The dinosaur renaissance was a small-scale scientific revolution that started in the late 1960s and led to renewed academic and popular interest in dinosaurs. It was sparked by new discoveries and research indicating that dinosaurs may have been active and warm-blooded animals, rather than cold-blooded and sluggish as had been the prevailing view and description during the first half of the twentieth century.

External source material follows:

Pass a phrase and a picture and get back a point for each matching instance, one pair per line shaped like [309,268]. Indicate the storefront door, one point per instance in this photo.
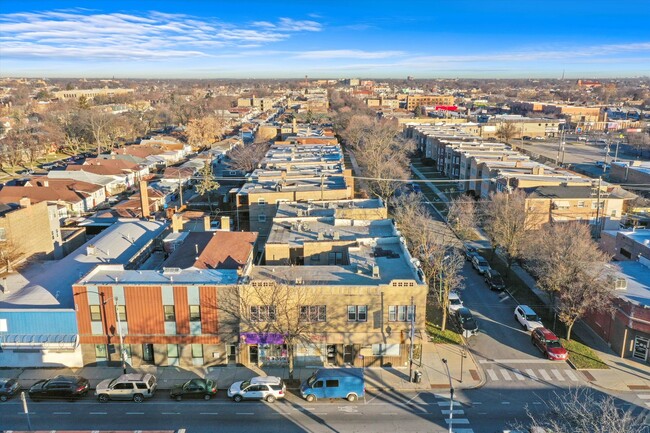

The new view of dinosaurs was championed by John Ostrom, who argued that birds evolved from coelurosaurian dinosaurs, and particularly Robert Bakker who argued passionately that dinosaurs were warm-blooded in a way similar to modern mammals and birds. Bakker frequently portrayed his ideas as a renaissance of those popular in the late nineteenth century, referring to the period in between the Dinosaur Wars and the dinosaur renaissance as "the dinosaur doldrums".
The dinosaur renaissance led to a profound shift in thinking on nearly all aspects of dinosaur biology, including physiology, evolution, behaviour, ecology and extinction. It also led to many depictions of dinosaurs in popular culture.
In the mid and latter parts of the nineteenth century, some scientists thought there was a close relationship between birds and dinosaurs—and that dinosaurs represented an intermediate stage between "reptiles" and birds.
Shortly after the 1859 publication of Charles Darwin's The Origin of Species, British biologist and evolution-defender Thomas Henry Huxley proposed that birds were descendants of dinosaurs. He cited skeletal similarities, particularly among dinosaurs, the "first bird"—Archaeopteryx—and modern birds. However, in 1926, Gerhard Heilmann wrote his influential book The Origin of Birds, in which he dismissed the dinosaur–bird link, based on the dinosaurs' supposed lack of a furcula. Thereafter, the accepted hypothesis was that birds evolved from crocodylomorph and thecodont ancestors, rather than from dinosaurs. This removed dinosaurs from a central role in debates about the origin of living species, and may have contributed to the decline of academic interest in dinosaur evolution.